Generate Videos by Slerp-Walking Stable Diffusion Latents

Latent Space Walking Creates Hypnotic Videos

Sample two random latents (shape 1x4x64x64 for 512x512 images), then use spherical linear interpolation (slerp) across 200 steps from init1 to init2. For each interpolated latent, run diffusion conditioned on a fixed text prompt (e.g., "blueberry spaghetti") with classifier-free guidance: concatenate unconditional and conditional embeddings, predict noise with UNet, apply guidance_scale=7.5, and denoise over num_inference_steps=50 using LMSDiscreteScheduler. Decode final latents via VAE to produce one frame per step. Repeat pairs up to max_frames=10000, saving JPEGs at 90% quality. Stitch with ffmpeg -r 10 -f image2 -s 512x512 -i frame%06d.jpg -vcodec libx264 -crf 10 -pix_fmt yuv420p output.mp4. This random walk yields surreal, morphing visuals without prompt changes.

Custom Diffuse Handles Guidance and Schedulers

Bypass pipeline for fine control: compute unconditional embeddings from empty prompt, cat with conditional (1x77x768). Set timesteps with offset=1 if supported, eta=0.0 for DDIM compatibility. For each timestep, double latents for CFG, predict noise_pred, scale as uncond + guidance_scale*(text - uncond), step scheduler to prev_sample. Scale latents by 1/0.18215 before VAE decode, clamp/post-process to uint8 numpy. Supports LMSDiscreteScheduler (multiplies latents by sigmas initially, divides model input by sqrt(sigma^2 +1)). Slerp avoids straight-line artifacts in high-D latent space using arccos(dot) for theta, blending with sin terms if dot < 0.9995.

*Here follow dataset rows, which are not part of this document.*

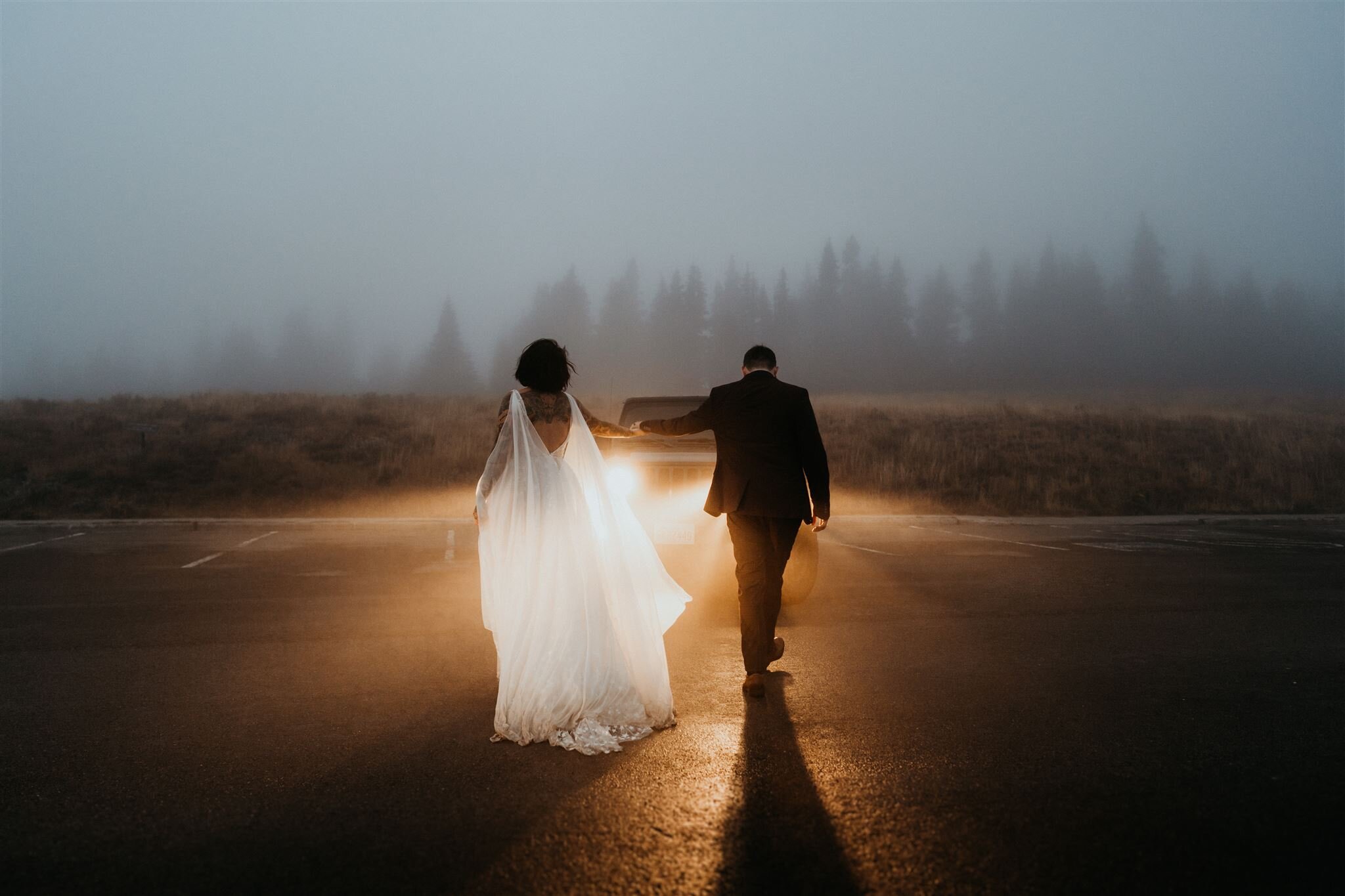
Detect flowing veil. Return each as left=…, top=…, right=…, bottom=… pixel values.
left=476, top=391, right=690, bottom=752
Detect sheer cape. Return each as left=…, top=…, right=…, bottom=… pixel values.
left=476, top=391, right=690, bottom=754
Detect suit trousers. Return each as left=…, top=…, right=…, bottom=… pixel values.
left=729, top=513, right=799, bottom=674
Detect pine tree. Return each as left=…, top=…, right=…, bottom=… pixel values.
left=410, top=298, right=480, bottom=395
left=965, top=249, right=1003, bottom=384
left=916, top=267, right=958, bottom=385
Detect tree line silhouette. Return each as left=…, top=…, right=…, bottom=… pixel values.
left=487, top=218, right=1345, bottom=394
left=7, top=218, right=1345, bottom=395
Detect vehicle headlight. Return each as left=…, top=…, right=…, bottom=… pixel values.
left=607, top=466, right=640, bottom=498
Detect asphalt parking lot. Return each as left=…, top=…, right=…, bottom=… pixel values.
left=0, top=517, right=1345, bottom=893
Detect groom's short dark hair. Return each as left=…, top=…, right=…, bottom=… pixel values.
left=514, top=339, right=574, bottom=393
left=742, top=345, right=778, bottom=371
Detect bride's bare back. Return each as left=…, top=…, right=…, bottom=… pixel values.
left=496, top=388, right=636, bottom=452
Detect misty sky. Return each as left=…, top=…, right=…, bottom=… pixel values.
left=0, top=3, right=1345, bottom=388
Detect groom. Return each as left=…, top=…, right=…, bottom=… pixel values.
left=635, top=345, right=831, bottom=697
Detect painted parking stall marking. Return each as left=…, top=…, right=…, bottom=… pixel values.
left=181, top=529, right=278, bottom=570
left=0, top=532, right=89, bottom=553
left=910, top=525, right=1069, bottom=551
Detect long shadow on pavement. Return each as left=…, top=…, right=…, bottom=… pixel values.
left=718, top=672, right=864, bottom=895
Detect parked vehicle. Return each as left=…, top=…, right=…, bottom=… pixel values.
left=606, top=395, right=818, bottom=603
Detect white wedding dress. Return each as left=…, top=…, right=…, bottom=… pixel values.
left=476, top=391, right=690, bottom=754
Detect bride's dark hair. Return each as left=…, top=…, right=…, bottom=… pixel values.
left=514, top=339, right=574, bottom=393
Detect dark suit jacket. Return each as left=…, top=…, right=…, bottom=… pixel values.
left=644, top=371, right=831, bottom=523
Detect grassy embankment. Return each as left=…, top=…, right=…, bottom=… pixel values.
left=0, top=394, right=1345, bottom=519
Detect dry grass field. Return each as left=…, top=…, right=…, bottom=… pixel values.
left=0, top=394, right=1345, bottom=519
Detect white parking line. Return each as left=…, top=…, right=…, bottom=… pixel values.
left=830, top=539, right=901, bottom=557
left=181, top=529, right=278, bottom=570
left=910, top=525, right=1069, bottom=551
left=0, top=532, right=89, bottom=553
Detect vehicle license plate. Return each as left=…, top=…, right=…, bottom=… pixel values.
left=653, top=523, right=695, bottom=544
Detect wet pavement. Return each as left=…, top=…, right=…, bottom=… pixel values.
left=0, top=517, right=1345, bottom=893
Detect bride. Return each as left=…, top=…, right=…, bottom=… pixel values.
left=472, top=339, right=690, bottom=754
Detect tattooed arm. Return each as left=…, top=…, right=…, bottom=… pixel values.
left=574, top=399, right=642, bottom=439
left=495, top=393, right=514, bottom=439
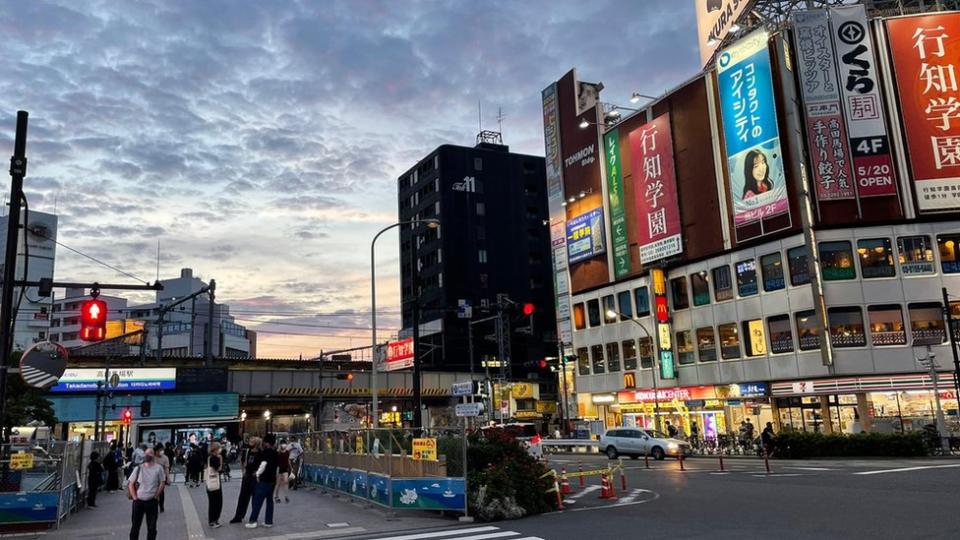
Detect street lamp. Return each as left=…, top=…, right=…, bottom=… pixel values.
left=607, top=309, right=660, bottom=431
left=370, top=218, right=440, bottom=429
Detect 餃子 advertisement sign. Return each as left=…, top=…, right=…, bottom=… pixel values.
left=793, top=9, right=856, bottom=201
left=887, top=12, right=960, bottom=211
left=830, top=4, right=897, bottom=197
left=630, top=114, right=683, bottom=264
left=717, top=30, right=788, bottom=227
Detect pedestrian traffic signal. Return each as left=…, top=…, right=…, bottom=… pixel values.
left=80, top=298, right=107, bottom=341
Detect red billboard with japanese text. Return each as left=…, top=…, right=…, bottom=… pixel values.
left=887, top=12, right=960, bottom=211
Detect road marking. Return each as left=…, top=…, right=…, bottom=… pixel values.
left=177, top=484, right=207, bottom=538
left=853, top=464, right=960, bottom=475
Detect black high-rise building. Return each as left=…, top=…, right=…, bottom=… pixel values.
left=398, top=137, right=557, bottom=379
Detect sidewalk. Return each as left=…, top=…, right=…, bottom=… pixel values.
left=45, top=475, right=457, bottom=540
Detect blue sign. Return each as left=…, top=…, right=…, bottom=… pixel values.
left=567, top=208, right=606, bottom=263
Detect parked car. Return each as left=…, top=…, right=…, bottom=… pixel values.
left=600, top=428, right=693, bottom=460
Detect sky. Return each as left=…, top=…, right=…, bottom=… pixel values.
left=0, top=0, right=699, bottom=358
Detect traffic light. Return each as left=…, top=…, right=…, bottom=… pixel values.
left=80, top=298, right=107, bottom=341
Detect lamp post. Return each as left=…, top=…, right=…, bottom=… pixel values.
left=370, top=219, right=440, bottom=429
left=607, top=309, right=660, bottom=431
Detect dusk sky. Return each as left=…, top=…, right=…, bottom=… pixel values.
left=0, top=0, right=699, bottom=357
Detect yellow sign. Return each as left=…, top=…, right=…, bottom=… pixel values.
left=10, top=452, right=33, bottom=470
left=411, top=439, right=437, bottom=461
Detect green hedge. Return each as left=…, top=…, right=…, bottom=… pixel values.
left=773, top=431, right=929, bottom=459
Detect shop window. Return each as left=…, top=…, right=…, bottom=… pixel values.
left=617, top=291, right=633, bottom=321
left=796, top=309, right=820, bottom=351
left=857, top=238, right=897, bottom=279
left=603, top=294, right=617, bottom=324
left=690, top=271, right=710, bottom=306
left=697, top=326, right=717, bottom=362
left=717, top=323, right=740, bottom=360
left=590, top=345, right=607, bottom=375
left=787, top=246, right=810, bottom=287
left=827, top=307, right=867, bottom=347
left=620, top=339, right=637, bottom=371
left=820, top=240, right=857, bottom=281
left=907, top=302, right=947, bottom=343
left=760, top=252, right=784, bottom=292
left=633, top=287, right=650, bottom=317
left=670, top=276, right=690, bottom=310
left=607, top=341, right=620, bottom=373
left=736, top=259, right=757, bottom=296
left=573, top=302, right=587, bottom=330
left=867, top=304, right=907, bottom=347
left=937, top=234, right=960, bottom=274
left=767, top=315, right=793, bottom=354
left=577, top=347, right=590, bottom=375
left=587, top=299, right=600, bottom=328
left=637, top=337, right=653, bottom=369
left=743, top=319, right=767, bottom=357
left=897, top=236, right=934, bottom=276
left=676, top=330, right=696, bottom=365
left=713, top=265, right=733, bottom=302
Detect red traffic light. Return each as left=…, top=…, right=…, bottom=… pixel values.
left=80, top=298, right=107, bottom=341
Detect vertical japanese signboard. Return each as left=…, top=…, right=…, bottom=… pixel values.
left=717, top=30, right=788, bottom=227
left=630, top=114, right=683, bottom=264
left=603, top=129, right=630, bottom=279
left=793, top=9, right=856, bottom=201
left=887, top=12, right=960, bottom=211
left=830, top=4, right=897, bottom=197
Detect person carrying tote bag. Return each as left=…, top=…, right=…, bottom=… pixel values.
left=206, top=442, right=223, bottom=529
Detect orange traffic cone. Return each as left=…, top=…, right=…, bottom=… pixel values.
left=560, top=467, right=573, bottom=495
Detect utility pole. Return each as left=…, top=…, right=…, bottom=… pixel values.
left=0, top=111, right=29, bottom=442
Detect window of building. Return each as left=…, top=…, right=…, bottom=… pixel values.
left=717, top=323, right=740, bottom=360
left=867, top=304, right=907, bottom=347
left=697, top=326, right=717, bottom=362
left=590, top=345, right=607, bottom=375
left=690, top=271, right=710, bottom=306
left=907, top=302, right=947, bottom=343
left=607, top=341, right=620, bottom=373
left=620, top=339, right=637, bottom=371
left=897, top=235, right=934, bottom=276
left=827, top=306, right=867, bottom=347
left=617, top=291, right=633, bottom=321
left=633, top=287, right=650, bottom=317
left=820, top=240, right=857, bottom=281
left=675, top=330, right=696, bottom=365
left=713, top=265, right=733, bottom=302
left=587, top=299, right=600, bottom=328
left=857, top=238, right=897, bottom=279
left=736, top=259, right=757, bottom=296
left=637, top=337, right=653, bottom=369
left=796, top=309, right=820, bottom=351
left=767, top=315, right=793, bottom=354
left=670, top=276, right=690, bottom=310
left=577, top=347, right=590, bottom=375
left=573, top=302, right=587, bottom=330
left=743, top=319, right=767, bottom=357
left=760, top=251, right=785, bottom=292
left=787, top=246, right=810, bottom=287
left=937, top=234, right=960, bottom=274
left=602, top=294, right=617, bottom=324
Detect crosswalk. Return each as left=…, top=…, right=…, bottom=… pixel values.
left=365, top=525, right=544, bottom=540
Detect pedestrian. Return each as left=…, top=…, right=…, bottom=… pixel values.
left=87, top=452, right=103, bottom=508
left=246, top=433, right=279, bottom=529
left=127, top=448, right=166, bottom=540
left=207, top=442, right=223, bottom=529
left=230, top=437, right=260, bottom=523
left=153, top=443, right=170, bottom=512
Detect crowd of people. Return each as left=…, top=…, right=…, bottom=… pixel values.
left=86, top=434, right=303, bottom=540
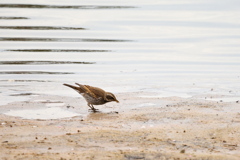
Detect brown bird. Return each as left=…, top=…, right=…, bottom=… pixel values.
left=63, top=83, right=119, bottom=112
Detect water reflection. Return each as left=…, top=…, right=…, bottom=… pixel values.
left=0, top=37, right=130, bottom=42
left=0, top=71, right=74, bottom=74
left=0, top=17, right=29, bottom=20
left=0, top=4, right=136, bottom=9
left=0, top=26, right=86, bottom=30
left=5, top=49, right=111, bottom=52
left=0, top=61, right=95, bottom=65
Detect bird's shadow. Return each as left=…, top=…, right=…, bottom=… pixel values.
left=87, top=111, right=118, bottom=120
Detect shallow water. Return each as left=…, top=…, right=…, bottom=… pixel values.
left=0, top=0, right=240, bottom=108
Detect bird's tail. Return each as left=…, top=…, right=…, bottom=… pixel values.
left=63, top=83, right=81, bottom=92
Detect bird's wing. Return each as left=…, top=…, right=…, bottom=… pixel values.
left=76, top=83, right=98, bottom=98
left=85, top=85, right=106, bottom=98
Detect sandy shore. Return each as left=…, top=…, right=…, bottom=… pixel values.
left=0, top=93, right=240, bottom=160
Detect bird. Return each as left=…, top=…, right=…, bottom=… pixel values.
left=63, top=83, right=119, bottom=112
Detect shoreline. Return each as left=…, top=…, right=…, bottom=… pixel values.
left=0, top=92, right=240, bottom=160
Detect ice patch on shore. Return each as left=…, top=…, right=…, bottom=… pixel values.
left=4, top=107, right=79, bottom=119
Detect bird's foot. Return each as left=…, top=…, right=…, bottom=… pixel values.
left=88, top=108, right=99, bottom=113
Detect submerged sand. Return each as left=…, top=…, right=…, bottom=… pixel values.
left=0, top=92, right=240, bottom=160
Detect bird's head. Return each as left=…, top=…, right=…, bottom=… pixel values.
left=105, top=92, right=119, bottom=103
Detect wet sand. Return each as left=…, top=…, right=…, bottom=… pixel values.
left=0, top=92, right=240, bottom=160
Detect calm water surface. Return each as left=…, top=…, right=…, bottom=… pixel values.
left=0, top=0, right=240, bottom=102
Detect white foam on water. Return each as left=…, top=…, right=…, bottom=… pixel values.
left=4, top=107, right=79, bottom=119
left=206, top=97, right=240, bottom=102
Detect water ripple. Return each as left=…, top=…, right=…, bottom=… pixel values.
left=5, top=49, right=111, bottom=52
left=0, top=71, right=74, bottom=74
left=0, top=61, right=95, bottom=65
left=0, top=4, right=136, bottom=9
left=0, top=17, right=29, bottom=20
left=0, top=26, right=86, bottom=30
left=0, top=37, right=131, bottom=42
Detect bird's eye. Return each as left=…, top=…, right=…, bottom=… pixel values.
left=107, top=95, right=114, bottom=100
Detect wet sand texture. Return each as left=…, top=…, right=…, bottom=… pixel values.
left=0, top=93, right=240, bottom=160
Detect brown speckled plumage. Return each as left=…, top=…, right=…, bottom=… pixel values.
left=63, top=83, right=119, bottom=112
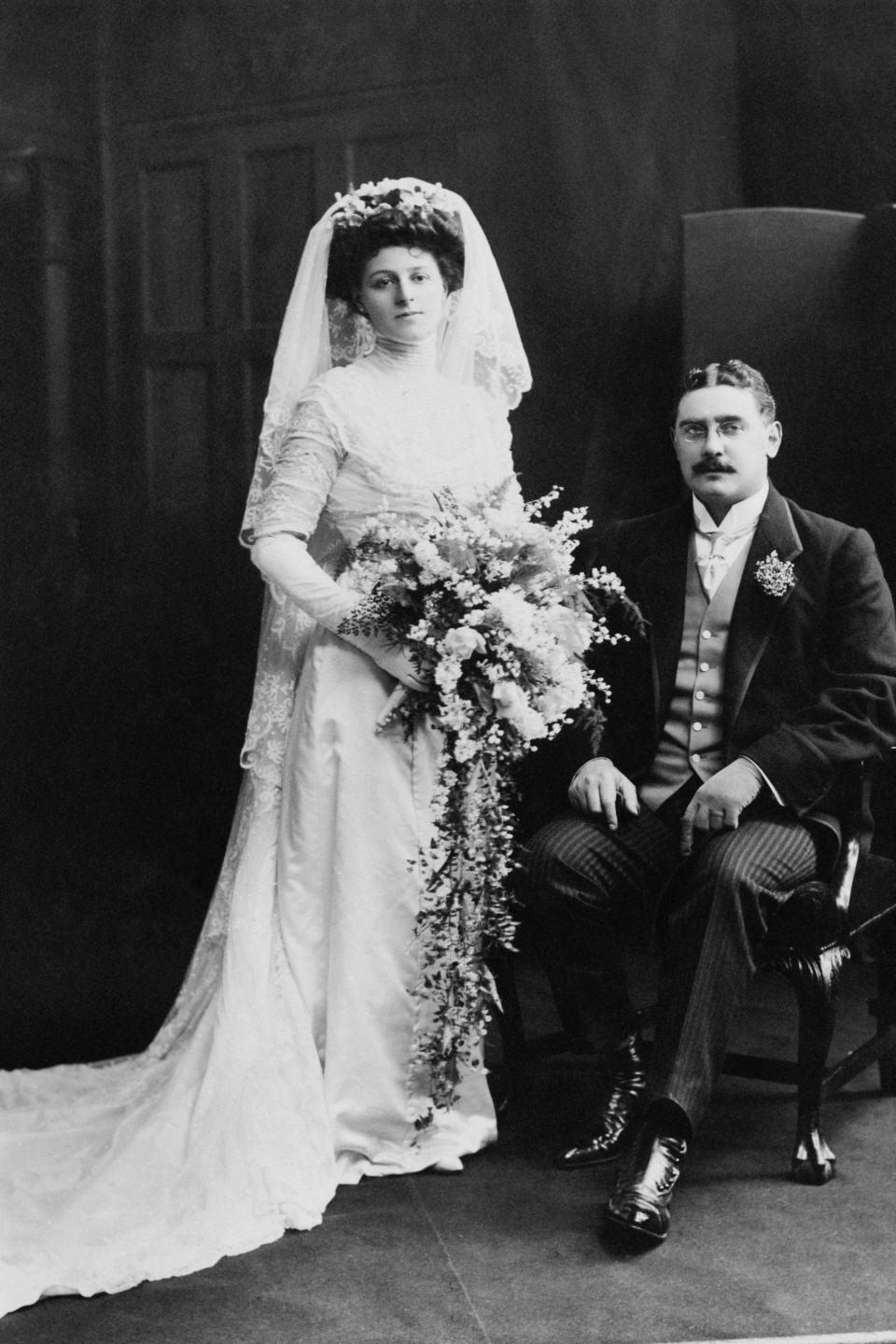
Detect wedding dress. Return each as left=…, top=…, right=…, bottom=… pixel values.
left=0, top=338, right=516, bottom=1311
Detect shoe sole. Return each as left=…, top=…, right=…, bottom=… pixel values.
left=553, top=1143, right=627, bottom=1172
left=603, top=1209, right=669, bottom=1246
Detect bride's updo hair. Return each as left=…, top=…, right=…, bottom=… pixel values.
left=327, top=183, right=464, bottom=308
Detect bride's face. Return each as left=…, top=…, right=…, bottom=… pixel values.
left=358, top=247, right=447, bottom=345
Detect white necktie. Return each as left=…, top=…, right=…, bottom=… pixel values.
left=697, top=519, right=756, bottom=601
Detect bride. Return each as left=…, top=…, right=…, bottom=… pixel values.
left=0, top=179, right=529, bottom=1311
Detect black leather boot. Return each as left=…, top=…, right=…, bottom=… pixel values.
left=603, top=1103, right=691, bottom=1249
left=554, top=1030, right=648, bottom=1170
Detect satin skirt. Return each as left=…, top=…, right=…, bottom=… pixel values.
left=0, top=632, right=496, bottom=1313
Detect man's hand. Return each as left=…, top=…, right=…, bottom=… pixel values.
left=681, top=757, right=764, bottom=855
left=568, top=757, right=641, bottom=831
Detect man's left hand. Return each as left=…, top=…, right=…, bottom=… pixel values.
left=681, top=757, right=764, bottom=855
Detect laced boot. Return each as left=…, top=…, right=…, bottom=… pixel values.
left=554, top=1030, right=648, bottom=1170
left=603, top=1106, right=691, bottom=1249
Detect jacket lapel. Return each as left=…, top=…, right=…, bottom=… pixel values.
left=638, top=497, right=693, bottom=727
left=725, top=486, right=802, bottom=735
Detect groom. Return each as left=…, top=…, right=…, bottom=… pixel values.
left=525, top=360, right=896, bottom=1246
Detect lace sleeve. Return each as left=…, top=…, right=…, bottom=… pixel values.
left=251, top=399, right=345, bottom=541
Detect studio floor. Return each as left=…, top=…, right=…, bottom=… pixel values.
left=0, top=962, right=896, bottom=1344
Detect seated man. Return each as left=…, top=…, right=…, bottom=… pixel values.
left=525, top=360, right=896, bottom=1244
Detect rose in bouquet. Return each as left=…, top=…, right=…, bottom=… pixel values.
left=335, top=489, right=638, bottom=1124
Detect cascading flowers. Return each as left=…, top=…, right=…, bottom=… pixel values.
left=335, top=486, right=639, bottom=1127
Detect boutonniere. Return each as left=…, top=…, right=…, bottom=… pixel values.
left=755, top=551, right=796, bottom=596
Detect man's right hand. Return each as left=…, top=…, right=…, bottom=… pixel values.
left=568, top=757, right=641, bottom=831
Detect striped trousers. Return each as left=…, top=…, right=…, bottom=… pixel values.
left=521, top=789, right=819, bottom=1125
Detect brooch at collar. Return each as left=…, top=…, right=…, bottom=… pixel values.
left=755, top=551, right=796, bottom=596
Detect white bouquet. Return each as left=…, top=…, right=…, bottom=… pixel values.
left=338, top=488, right=638, bottom=1125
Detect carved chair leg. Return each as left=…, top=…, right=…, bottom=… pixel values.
left=777, top=947, right=847, bottom=1185
left=486, top=947, right=525, bottom=1071
left=872, top=929, right=896, bottom=1097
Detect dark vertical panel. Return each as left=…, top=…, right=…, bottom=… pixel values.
left=349, top=132, right=461, bottom=190
left=143, top=162, right=208, bottom=332
left=244, top=146, right=315, bottom=325
left=147, top=366, right=212, bottom=521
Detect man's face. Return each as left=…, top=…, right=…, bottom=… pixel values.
left=672, top=385, right=780, bottom=523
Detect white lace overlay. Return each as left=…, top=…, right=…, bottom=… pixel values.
left=0, top=360, right=511, bottom=1311
left=242, top=360, right=511, bottom=804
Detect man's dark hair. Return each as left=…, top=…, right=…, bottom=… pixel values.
left=672, top=358, right=777, bottom=427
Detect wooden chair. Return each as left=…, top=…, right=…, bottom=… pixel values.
left=490, top=773, right=896, bottom=1185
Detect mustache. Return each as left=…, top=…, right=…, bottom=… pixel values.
left=691, top=457, right=735, bottom=476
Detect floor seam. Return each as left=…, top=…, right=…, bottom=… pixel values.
left=411, top=1176, right=493, bottom=1344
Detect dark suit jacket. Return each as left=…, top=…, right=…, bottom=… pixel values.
left=586, top=486, right=896, bottom=849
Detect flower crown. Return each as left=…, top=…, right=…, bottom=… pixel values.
left=333, top=177, right=447, bottom=231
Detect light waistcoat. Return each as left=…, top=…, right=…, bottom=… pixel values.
left=638, top=537, right=749, bottom=810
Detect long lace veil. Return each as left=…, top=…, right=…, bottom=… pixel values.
left=241, top=177, right=532, bottom=803
left=151, top=177, right=531, bottom=1059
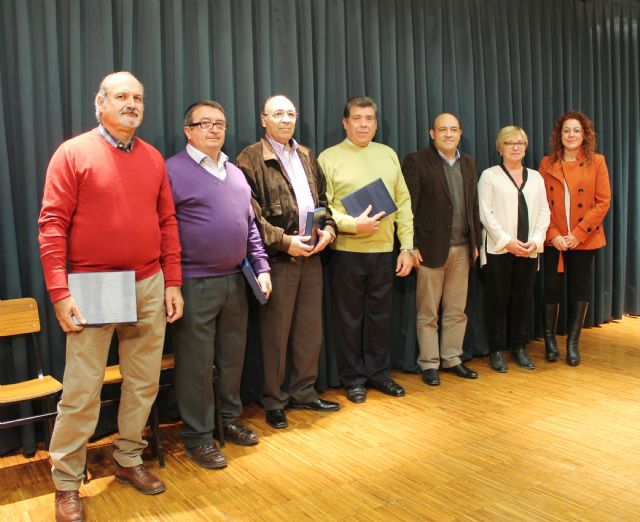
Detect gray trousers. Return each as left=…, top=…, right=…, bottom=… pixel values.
left=416, top=244, right=470, bottom=371
left=260, top=255, right=322, bottom=410
left=170, top=274, right=247, bottom=448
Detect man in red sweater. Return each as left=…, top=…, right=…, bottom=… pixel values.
left=39, top=72, right=183, bottom=521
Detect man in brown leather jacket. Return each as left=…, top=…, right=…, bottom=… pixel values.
left=237, top=95, right=340, bottom=428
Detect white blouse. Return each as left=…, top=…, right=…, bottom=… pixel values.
left=478, top=165, right=551, bottom=265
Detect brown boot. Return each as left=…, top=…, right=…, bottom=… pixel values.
left=115, top=462, right=164, bottom=495
left=56, top=489, right=84, bottom=522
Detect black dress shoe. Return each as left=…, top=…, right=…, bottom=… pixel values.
left=443, top=363, right=478, bottom=379
left=289, top=398, right=340, bottom=412
left=347, top=384, right=367, bottom=404
left=489, top=351, right=507, bottom=373
left=511, top=348, right=536, bottom=370
left=422, top=368, right=440, bottom=386
left=267, top=409, right=289, bottom=430
left=367, top=379, right=404, bottom=397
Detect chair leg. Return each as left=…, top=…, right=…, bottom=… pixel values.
left=149, top=399, right=164, bottom=468
left=212, top=365, right=224, bottom=448
left=44, top=396, right=55, bottom=451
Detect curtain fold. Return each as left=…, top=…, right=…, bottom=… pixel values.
left=0, top=0, right=640, bottom=453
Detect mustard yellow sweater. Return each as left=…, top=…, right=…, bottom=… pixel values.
left=318, top=140, right=413, bottom=253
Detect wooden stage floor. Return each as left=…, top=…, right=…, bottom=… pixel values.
left=0, top=317, right=640, bottom=521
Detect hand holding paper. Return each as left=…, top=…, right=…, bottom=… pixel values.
left=53, top=296, right=87, bottom=333
left=356, top=205, right=385, bottom=234
left=164, top=286, right=184, bottom=323
left=257, top=272, right=272, bottom=299
left=287, top=236, right=313, bottom=257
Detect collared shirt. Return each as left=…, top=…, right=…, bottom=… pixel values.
left=267, top=135, right=315, bottom=235
left=187, top=143, right=229, bottom=180
left=98, top=123, right=135, bottom=152
left=436, top=149, right=460, bottom=167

Setup, Params, and Optimizations

Requires Hugging Face access token for CompVis/stable-diffusion-v1-3-diffusers (or v1-4), diffusers library, torch, einops, PIL, fire (pip install fire), ~10GB VRAM for 512x512. Run: python stablediffusionwalk.py --prompt "blueberry spaghetti" --name outdir --num_steps 200 --num_inference_steps 50 --guidance_scale 7.5 --seed 1337 --max_frames 10000. Wrap diffuse in torch.autocast('cuda') for half-precision speedup. Higher inference steps (100-200) improve quality; guidance 3-10 tunes adherence. Users extended to prompt interpolation, fp16 models (fix dtype mismatches by upgrading diffusers/transformers/scipy), or pipeline simplifications (pipe(prompt, latents=init, ...)).